Hudson announced just last week that its Nintendo Wii game Deca Sporta (Deca Sports in the West) has sold through two million copies - unarguably, one of the most successful Nintendo Wii third party titles worldwide. Accordingly, the company shipped some 85,000 copies of the sequel for its launch day this Thursday in Japan, going as far as to employ multi-platinum boy band superstars Hey! Say! JUMP in its frequently run television commercials.
According to reliable, respected salesblogger Sinobi, however, Deca Sporta moved just 2,500 copies its first day - 3% of the total shipment. While no game's sales should be judged by day one alone, it is worth noting that the original's launch day sales in Japan were a solid 30,000, with 50% sell-through.
This is just the latest grim Nintendo-related news item in April - Nintendo DSi's Western launch may have done very well, but the company's stock is down 7.5% today following its first NPD sales dip post-supply constraints. In Japan, PS3 outsold the Wii last month, prompting Nintendo CEO Satoru Iwata to state the console was "experiencing the most unhealthy condition since it hit the Japan market."
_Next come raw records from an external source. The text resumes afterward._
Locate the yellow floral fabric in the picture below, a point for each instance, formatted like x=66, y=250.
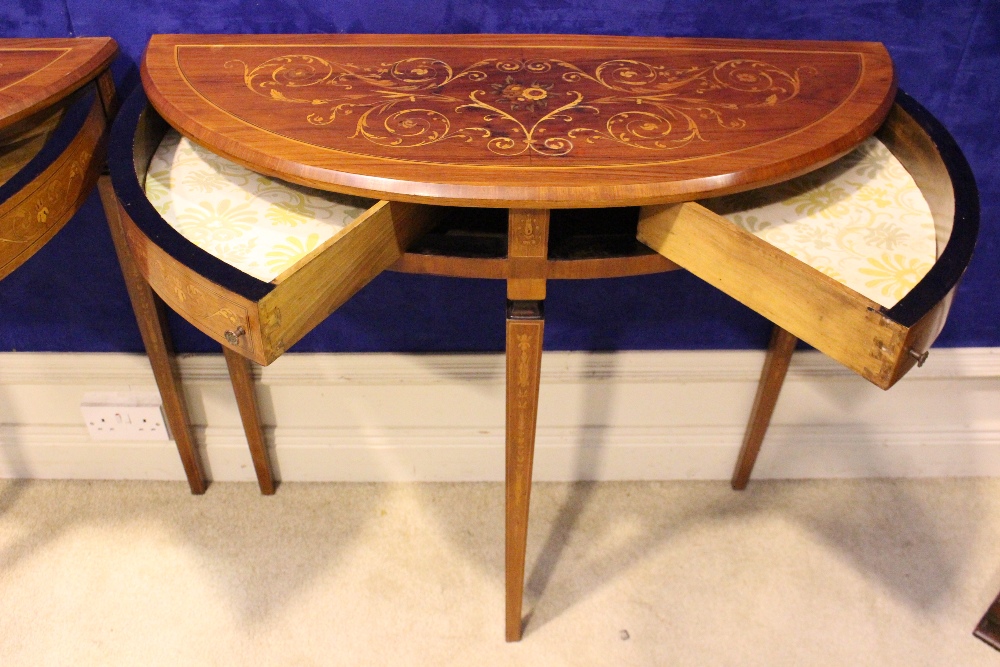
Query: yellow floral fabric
x=861, y=220
x=260, y=225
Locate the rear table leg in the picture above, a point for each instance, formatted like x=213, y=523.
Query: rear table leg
x=150, y=313
x=779, y=354
x=241, y=376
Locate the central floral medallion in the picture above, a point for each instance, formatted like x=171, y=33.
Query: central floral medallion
x=520, y=96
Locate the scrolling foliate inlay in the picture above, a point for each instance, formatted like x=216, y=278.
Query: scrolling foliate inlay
x=545, y=106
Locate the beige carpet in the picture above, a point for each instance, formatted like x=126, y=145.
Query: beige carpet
x=786, y=573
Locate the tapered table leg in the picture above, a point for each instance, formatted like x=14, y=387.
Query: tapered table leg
x=779, y=354
x=241, y=376
x=527, y=250
x=150, y=313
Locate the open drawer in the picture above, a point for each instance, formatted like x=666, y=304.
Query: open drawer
x=262, y=308
x=879, y=341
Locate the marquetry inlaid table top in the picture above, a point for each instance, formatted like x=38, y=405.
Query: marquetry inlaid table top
x=521, y=121
x=36, y=73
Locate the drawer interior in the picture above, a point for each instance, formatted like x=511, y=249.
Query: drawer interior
x=250, y=260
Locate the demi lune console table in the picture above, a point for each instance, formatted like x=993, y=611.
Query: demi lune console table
x=57, y=99
x=522, y=158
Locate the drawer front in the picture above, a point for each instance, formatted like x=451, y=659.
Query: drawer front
x=333, y=273
x=224, y=316
x=800, y=299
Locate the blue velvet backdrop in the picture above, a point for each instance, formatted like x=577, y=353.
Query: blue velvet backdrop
x=70, y=296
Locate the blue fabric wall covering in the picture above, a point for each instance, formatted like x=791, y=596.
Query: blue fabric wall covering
x=70, y=296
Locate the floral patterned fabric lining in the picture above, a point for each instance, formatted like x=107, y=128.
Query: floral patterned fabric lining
x=260, y=225
x=861, y=220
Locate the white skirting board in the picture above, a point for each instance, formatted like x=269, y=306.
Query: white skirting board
x=607, y=416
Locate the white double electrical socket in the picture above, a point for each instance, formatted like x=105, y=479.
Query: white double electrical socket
x=124, y=416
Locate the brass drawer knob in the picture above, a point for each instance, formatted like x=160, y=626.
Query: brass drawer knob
x=921, y=358
x=233, y=336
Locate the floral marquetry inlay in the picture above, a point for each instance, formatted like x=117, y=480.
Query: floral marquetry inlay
x=544, y=105
x=530, y=121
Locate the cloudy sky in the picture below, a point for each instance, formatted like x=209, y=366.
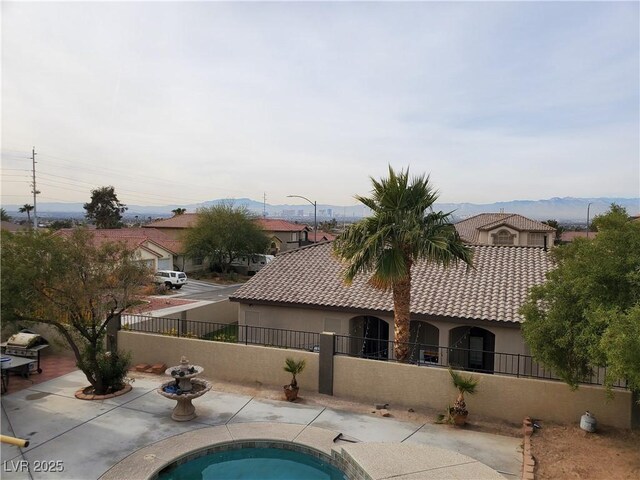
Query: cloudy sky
x=186, y=102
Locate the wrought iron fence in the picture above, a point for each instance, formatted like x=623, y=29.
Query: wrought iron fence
x=222, y=332
x=481, y=361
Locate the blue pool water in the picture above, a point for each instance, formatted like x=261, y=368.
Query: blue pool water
x=254, y=464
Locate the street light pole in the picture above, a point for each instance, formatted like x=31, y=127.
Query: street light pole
x=315, y=217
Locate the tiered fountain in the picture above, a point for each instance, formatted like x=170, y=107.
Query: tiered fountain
x=183, y=388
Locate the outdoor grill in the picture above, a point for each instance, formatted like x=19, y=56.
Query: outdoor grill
x=25, y=344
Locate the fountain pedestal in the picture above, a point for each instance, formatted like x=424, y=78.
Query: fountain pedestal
x=184, y=388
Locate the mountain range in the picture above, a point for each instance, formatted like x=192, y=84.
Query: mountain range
x=567, y=209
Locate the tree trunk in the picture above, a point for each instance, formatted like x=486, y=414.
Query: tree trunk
x=401, y=315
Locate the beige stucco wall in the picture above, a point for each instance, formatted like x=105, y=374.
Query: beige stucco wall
x=521, y=238
x=502, y=397
x=507, y=339
x=402, y=386
x=224, y=361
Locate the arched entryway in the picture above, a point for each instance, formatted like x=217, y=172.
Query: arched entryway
x=472, y=348
x=372, y=337
x=424, y=339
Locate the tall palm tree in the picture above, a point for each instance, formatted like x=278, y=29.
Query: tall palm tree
x=26, y=208
x=4, y=216
x=402, y=229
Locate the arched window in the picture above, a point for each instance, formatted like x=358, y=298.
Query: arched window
x=503, y=237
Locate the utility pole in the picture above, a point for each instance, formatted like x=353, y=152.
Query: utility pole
x=264, y=205
x=35, y=190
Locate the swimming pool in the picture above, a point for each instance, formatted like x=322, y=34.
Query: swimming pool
x=254, y=463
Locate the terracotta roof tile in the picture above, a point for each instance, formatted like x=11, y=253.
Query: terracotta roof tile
x=131, y=237
x=494, y=290
x=470, y=228
x=186, y=220
x=275, y=225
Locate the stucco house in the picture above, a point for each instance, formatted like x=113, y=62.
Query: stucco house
x=153, y=247
x=472, y=311
x=505, y=229
x=283, y=235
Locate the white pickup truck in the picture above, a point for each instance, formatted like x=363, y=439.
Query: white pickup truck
x=250, y=264
x=170, y=278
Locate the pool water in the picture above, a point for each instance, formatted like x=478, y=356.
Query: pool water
x=254, y=464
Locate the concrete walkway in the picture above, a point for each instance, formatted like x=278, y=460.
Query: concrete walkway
x=74, y=439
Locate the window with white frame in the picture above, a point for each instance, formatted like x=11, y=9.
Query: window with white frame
x=503, y=237
x=536, y=239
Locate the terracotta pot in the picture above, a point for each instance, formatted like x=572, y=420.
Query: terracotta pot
x=291, y=392
x=459, y=420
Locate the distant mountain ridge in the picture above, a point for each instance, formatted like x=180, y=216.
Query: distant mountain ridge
x=567, y=209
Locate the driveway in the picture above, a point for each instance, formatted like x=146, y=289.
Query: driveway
x=83, y=439
x=199, y=290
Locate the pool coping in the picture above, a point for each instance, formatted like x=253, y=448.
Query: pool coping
x=358, y=461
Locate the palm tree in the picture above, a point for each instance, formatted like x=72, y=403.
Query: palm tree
x=402, y=229
x=26, y=208
x=464, y=385
x=294, y=368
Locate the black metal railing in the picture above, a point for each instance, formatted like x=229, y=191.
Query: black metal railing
x=480, y=361
x=222, y=332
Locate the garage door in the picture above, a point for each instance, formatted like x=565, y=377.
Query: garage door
x=165, y=264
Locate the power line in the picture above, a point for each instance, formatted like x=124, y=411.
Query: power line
x=35, y=190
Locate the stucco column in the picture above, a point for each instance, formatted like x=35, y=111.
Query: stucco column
x=443, y=343
x=183, y=324
x=325, y=363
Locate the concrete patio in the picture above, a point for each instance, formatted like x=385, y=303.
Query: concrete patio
x=87, y=438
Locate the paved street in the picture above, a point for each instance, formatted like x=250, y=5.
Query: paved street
x=199, y=290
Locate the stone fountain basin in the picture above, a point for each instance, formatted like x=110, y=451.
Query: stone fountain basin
x=199, y=388
x=198, y=370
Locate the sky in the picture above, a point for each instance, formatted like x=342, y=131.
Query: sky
x=180, y=103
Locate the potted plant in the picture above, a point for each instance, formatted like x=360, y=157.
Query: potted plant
x=294, y=368
x=465, y=384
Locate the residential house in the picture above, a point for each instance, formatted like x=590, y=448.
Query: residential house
x=568, y=237
x=505, y=229
x=14, y=227
x=472, y=310
x=175, y=226
x=284, y=235
x=153, y=247
x=320, y=236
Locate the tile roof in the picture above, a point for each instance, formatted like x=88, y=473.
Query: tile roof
x=321, y=236
x=470, y=228
x=494, y=290
x=571, y=236
x=186, y=220
x=131, y=237
x=275, y=225
x=13, y=227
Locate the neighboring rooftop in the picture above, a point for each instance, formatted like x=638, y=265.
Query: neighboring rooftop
x=185, y=220
x=321, y=236
x=470, y=228
x=571, y=236
x=276, y=225
x=13, y=227
x=494, y=290
x=131, y=237
x=188, y=220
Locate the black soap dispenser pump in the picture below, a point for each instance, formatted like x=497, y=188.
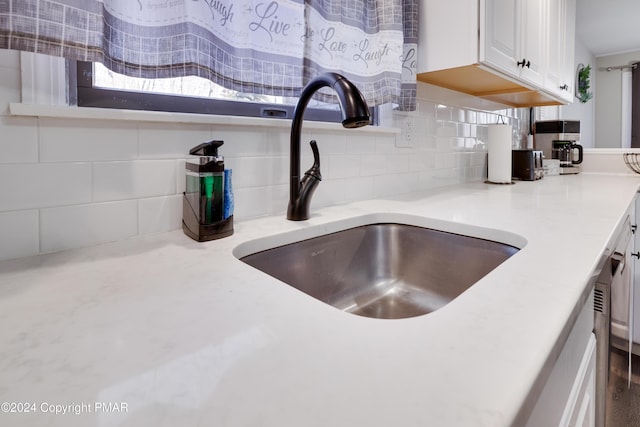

The situation is so disturbing that major Japanese tech news site Impress Watch was moved to post an opinion piece about a speculative "Nintendo crash". While somewhat alarmist, the article does raise one important question: What if Nintendo sales begin to slow worldwide, as they have in Japan since January? The author, Hiroshige Goto, pinpoints a crippling lack of software for Wii in 2009, along with the allure of high-profile PS3 releases like Resident Evil 5 and Yakuza 3. With no clear must-have Wii titles on the horizon save Wii Sports Resort, the prospect of a worldwide Nintendo slump becomes a plausible notion. Clearly, all eyes will be on Nintendo this E3.